On 6 December 2002 the State Secretary of Culture asked the Restitutions Committee for advice on the decision to be taken concerning the application for restitution of an 18th century so-called ‘Frankfurt’ cupboard (NK 986). This application was submitted to the State Secretary on behalf of the heirs of Mr and Mrs L. on 8 November 2002. In a letter to the Restitutions Committee, dated 14 January 2003, the applicant stated that she had recognised the cupboard from a photo as having previously been her (Jewish) parents’ property. She added that she no longer had proof to substantiate her claim: when the family returned after the war from the camp where they had been interned there was practically nothing left of the contents of their house in Amsterdam. The applicant stated that she had heard from a fellow prisoner in Camp Westerbork that the contents of her parents’ house had been seized by the Nazis and because of the many valuable items taken directly to Hitler’s headquarters.
The information about the provenance history of the cupboard with registration number NK 986, as determined by the investigation carried out by the Origins Unknown Agency (BHG), starts in 1948. It proved impossible to find information about the period before then. However, the NK inventory number does suggest that the cupboard was discovered in Germany after Germany surrendered in 1945, that it was determined on the basis of the information available at the time to ‘originate from the Netherlands’ and that it was therefore allocated to the Netherlands. In 1948 the Netherlands Art Property Foundation (SNK) loaned the cupboard to the embassy in Berlin and then to the embassy in Bonn before it finally ended up at the Ministry of Defence in The Hague. The investigation showed that this was the only so-called ‘Frankfurt cupboard’ in the NK collection. The following is known about the events surrounding the family’s loss of possession of the cupboard. The investigation turned up a document dating from 1957, in which the applicant’s mother from the United States listed the property stolen from her house during the war. This list includes a ‘Frankfurt cupboard’. The Committee concluded from this that the family in any case owned a Frankfurt cupboard. In order to gain a better insight into the possibility of identifying the cupboard with registration number NK 986, the Committee turned to a furniture expert. Dr. R. Baarsen, conservator at the Rijksmuseum in Amsterdam, described the cupboard as “…an example of a storage cabinet of which a large number were manufactured in the period 1690-1760” but added that the item in question had a number of unusual characteristics, which “…make it fairly exceptional and easily recognisable…”. In his opinion, a picture of the cupboard – even if it showed just a small section of the cupboard that corresponded completely to NK 986 – would be enough to determine the identity of the cupboard. However, neither the applicant nor her family had any photos. Nevertheless, the applicant was able to remember a number of characteristics of the cupboard. Although not unique, these were not visible on the photo that the applicant had seen and did correspond to the cupboard registered as NK 986.

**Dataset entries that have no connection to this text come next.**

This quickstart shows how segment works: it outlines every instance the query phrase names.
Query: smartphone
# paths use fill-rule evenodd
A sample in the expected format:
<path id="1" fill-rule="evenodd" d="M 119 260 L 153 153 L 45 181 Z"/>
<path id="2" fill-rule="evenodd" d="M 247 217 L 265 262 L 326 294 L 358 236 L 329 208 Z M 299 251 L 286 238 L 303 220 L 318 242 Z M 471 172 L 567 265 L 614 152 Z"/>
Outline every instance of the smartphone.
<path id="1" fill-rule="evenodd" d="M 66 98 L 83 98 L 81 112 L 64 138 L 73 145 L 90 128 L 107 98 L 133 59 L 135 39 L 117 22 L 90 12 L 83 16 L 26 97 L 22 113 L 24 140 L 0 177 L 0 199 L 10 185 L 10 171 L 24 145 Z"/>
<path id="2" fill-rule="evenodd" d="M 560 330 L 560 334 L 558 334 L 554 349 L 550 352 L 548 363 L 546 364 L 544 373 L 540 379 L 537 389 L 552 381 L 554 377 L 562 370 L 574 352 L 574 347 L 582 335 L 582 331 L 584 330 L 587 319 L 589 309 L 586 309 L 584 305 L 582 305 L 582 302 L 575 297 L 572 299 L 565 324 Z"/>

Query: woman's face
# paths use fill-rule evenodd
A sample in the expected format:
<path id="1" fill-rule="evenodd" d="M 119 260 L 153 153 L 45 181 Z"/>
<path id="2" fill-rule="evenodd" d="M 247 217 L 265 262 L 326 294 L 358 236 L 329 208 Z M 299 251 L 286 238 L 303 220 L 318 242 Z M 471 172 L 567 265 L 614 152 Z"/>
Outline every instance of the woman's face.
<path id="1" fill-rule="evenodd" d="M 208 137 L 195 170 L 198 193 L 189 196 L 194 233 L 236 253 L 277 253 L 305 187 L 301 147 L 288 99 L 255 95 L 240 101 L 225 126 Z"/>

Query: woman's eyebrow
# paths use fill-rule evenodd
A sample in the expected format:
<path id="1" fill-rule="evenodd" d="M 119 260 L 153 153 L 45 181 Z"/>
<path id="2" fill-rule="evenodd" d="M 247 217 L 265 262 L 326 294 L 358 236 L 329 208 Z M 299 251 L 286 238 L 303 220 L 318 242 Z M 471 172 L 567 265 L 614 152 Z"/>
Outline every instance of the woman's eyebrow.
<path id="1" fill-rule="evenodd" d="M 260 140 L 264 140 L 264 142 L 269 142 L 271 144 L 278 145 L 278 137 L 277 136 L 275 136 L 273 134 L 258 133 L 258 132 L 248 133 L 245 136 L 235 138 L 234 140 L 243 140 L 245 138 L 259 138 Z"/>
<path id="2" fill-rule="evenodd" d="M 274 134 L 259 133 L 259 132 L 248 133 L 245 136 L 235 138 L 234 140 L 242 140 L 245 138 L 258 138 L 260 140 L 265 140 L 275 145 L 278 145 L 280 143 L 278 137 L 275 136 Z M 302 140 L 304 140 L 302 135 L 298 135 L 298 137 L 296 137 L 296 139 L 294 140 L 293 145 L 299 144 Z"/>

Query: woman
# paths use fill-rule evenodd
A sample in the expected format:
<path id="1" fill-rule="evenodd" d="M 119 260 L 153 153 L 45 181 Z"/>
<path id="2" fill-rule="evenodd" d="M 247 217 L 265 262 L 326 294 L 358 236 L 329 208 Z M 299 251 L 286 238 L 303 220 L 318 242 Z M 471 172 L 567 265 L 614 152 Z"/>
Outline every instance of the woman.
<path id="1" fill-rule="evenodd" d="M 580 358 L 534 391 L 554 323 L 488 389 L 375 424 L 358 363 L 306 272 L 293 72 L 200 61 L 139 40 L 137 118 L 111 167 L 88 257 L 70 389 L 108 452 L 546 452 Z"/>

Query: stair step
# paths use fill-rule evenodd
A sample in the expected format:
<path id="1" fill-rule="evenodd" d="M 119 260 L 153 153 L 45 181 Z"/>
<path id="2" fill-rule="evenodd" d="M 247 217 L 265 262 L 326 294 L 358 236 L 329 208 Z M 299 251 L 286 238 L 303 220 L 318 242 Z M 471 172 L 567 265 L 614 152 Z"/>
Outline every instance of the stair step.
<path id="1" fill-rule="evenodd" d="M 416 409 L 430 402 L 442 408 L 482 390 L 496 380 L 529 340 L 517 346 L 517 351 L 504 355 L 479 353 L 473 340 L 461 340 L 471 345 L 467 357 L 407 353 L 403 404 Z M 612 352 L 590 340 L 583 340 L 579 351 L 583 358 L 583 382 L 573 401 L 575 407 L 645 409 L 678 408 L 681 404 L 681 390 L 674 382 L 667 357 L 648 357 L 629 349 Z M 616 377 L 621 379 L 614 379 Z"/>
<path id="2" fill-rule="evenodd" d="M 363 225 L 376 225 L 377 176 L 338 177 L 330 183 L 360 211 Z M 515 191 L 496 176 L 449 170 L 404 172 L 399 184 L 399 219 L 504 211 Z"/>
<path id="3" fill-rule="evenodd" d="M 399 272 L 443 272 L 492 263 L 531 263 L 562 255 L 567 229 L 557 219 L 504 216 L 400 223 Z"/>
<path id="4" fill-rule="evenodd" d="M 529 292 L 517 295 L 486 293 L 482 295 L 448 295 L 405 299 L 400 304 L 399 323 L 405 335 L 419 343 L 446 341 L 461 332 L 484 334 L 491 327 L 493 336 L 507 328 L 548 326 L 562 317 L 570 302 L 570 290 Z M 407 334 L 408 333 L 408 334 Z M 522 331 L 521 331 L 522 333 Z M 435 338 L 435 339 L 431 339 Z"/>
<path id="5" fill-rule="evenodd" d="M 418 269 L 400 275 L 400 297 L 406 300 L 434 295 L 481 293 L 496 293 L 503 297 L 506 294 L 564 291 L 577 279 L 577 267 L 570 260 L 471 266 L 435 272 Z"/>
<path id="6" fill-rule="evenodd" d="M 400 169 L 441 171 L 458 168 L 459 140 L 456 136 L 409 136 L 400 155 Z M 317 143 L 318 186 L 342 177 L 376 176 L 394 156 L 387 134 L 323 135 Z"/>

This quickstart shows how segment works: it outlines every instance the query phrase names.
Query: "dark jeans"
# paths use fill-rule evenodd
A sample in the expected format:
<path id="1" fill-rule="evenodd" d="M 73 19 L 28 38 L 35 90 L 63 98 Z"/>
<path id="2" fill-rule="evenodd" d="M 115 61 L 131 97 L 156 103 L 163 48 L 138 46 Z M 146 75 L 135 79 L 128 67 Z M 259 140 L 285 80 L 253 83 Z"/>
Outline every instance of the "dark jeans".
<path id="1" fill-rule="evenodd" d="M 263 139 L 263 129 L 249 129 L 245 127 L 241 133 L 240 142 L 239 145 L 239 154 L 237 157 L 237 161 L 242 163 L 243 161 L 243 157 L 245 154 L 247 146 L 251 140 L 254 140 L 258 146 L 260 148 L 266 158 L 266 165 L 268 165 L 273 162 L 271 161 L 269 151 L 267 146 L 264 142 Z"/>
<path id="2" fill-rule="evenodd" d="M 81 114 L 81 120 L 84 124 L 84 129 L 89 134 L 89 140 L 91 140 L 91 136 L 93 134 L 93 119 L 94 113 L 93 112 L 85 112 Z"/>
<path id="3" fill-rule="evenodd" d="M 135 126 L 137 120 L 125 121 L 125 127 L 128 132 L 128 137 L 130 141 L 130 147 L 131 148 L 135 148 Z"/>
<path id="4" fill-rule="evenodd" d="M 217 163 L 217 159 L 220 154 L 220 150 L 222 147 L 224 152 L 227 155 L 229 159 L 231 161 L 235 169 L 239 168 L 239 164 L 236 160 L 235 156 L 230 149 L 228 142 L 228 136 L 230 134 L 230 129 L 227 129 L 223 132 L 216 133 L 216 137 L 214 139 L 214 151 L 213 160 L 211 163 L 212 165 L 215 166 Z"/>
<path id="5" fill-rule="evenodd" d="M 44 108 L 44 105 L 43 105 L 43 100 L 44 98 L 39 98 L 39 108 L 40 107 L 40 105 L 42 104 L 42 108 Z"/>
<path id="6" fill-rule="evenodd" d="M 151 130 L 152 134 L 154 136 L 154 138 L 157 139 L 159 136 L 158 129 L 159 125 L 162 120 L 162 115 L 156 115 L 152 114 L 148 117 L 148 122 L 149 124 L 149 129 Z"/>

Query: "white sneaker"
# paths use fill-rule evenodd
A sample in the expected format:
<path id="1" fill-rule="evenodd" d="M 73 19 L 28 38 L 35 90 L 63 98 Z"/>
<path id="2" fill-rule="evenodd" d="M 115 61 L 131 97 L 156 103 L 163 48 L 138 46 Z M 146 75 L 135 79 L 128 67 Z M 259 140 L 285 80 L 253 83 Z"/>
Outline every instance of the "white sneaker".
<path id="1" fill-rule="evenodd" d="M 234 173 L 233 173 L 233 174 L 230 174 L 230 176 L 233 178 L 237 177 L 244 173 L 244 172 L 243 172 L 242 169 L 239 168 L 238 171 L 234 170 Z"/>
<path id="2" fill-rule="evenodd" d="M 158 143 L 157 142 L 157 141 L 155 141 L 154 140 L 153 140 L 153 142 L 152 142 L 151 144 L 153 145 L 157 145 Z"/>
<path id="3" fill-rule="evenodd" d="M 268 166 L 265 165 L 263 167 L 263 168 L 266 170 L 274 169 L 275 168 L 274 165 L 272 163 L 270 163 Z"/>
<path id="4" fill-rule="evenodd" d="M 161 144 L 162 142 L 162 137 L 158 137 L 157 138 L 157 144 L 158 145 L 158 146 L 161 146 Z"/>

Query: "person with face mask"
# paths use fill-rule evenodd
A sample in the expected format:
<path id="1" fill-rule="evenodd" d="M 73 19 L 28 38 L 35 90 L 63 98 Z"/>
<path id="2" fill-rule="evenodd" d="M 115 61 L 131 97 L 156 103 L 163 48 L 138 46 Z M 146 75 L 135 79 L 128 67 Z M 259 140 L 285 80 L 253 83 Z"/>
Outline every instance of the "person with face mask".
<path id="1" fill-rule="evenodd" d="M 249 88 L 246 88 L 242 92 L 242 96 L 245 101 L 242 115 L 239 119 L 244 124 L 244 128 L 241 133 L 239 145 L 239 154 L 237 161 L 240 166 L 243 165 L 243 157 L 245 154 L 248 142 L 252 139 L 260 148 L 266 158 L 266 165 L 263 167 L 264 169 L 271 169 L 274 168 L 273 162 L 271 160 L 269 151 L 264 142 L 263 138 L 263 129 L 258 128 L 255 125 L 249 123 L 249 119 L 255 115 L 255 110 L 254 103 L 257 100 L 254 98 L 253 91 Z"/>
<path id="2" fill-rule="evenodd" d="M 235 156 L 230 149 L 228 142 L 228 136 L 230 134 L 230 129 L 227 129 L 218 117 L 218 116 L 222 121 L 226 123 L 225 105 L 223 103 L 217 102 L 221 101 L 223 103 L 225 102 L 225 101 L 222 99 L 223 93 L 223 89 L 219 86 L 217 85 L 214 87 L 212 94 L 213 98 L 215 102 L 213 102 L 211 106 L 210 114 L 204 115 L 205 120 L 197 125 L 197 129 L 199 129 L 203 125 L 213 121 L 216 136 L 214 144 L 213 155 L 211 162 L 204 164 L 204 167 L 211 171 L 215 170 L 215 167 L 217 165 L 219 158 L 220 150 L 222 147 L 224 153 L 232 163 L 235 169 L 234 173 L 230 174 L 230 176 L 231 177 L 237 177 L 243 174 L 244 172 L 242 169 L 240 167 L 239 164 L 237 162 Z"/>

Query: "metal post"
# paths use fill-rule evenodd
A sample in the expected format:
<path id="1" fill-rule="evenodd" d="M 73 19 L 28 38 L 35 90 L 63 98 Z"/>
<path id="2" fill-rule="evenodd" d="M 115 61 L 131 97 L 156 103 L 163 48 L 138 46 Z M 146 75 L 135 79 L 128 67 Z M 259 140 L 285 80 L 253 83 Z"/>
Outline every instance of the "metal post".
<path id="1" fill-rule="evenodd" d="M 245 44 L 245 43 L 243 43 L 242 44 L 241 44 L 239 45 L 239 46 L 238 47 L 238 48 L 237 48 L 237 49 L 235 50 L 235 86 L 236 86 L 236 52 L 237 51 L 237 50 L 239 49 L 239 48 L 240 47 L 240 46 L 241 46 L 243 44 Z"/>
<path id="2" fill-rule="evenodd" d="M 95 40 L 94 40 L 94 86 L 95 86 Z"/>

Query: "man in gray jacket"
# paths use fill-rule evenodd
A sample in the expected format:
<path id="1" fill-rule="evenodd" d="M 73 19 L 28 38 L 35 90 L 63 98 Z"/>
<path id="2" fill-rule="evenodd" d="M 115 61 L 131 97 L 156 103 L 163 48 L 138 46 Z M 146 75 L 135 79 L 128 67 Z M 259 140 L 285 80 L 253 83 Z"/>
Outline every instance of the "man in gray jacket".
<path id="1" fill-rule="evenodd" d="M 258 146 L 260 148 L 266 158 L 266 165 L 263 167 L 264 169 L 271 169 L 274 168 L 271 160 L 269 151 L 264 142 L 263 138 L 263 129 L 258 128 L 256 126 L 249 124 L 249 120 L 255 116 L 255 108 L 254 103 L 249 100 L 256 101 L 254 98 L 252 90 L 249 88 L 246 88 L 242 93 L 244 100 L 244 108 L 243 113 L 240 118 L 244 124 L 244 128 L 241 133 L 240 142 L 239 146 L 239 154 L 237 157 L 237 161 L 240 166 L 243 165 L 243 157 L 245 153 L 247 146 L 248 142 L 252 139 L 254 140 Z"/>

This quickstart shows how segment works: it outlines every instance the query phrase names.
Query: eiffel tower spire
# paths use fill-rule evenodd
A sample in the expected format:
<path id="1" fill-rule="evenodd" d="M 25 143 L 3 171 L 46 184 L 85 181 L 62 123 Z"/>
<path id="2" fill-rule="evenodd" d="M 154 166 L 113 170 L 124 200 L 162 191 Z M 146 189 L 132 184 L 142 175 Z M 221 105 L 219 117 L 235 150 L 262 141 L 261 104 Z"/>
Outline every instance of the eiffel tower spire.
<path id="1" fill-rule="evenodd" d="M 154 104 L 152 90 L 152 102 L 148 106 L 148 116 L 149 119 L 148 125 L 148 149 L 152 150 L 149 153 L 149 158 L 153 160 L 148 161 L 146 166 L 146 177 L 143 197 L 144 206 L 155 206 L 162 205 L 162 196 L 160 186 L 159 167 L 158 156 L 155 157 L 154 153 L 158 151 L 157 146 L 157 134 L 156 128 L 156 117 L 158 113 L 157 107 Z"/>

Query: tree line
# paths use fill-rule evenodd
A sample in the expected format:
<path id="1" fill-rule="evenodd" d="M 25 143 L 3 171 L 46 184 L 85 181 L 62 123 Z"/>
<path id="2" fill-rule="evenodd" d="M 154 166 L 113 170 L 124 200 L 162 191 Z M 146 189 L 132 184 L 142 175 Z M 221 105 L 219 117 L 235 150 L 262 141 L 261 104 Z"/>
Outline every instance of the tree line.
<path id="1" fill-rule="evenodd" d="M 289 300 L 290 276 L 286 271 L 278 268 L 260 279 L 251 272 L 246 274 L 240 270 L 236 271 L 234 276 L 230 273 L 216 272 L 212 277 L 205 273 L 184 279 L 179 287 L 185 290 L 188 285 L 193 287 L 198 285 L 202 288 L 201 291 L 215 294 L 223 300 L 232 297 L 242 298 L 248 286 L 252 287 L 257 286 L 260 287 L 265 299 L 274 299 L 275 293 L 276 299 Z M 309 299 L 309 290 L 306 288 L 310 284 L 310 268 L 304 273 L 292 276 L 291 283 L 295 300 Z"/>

The Restitutions Committee adopted its advice at its meeting on 18 September 2003. Its conclusion was that the Frankfurt cupboard with inventory number NK 986 should be handed over to the heirs of Mr and Mrs L. who were the applicant’s parents. The Committee’s advice took account of the fact that it was impossible to conclusively identify the Frankfurt cupboard (NK 986) as the former property of the applicant’s family, if only because the cupboard was a generic item. However, based on the results of the investigation and given the lack of evidence to the contrary, the Committee concluded that the family’s right of ownership of the cupboard was sufficiently plausible. In this regard the Committee referred to its general consideration that since it was plausible that the period of time that had lapsed was partly the reason for the proof problems that had arisen, the related risk should be borne by the government. On 11 November 2003 the State Secretary decided according to the Committee’s advice to grant the request for restitution of the Frankfurt cupboard, which had been number NK 986 in the Dutch National Art Collection.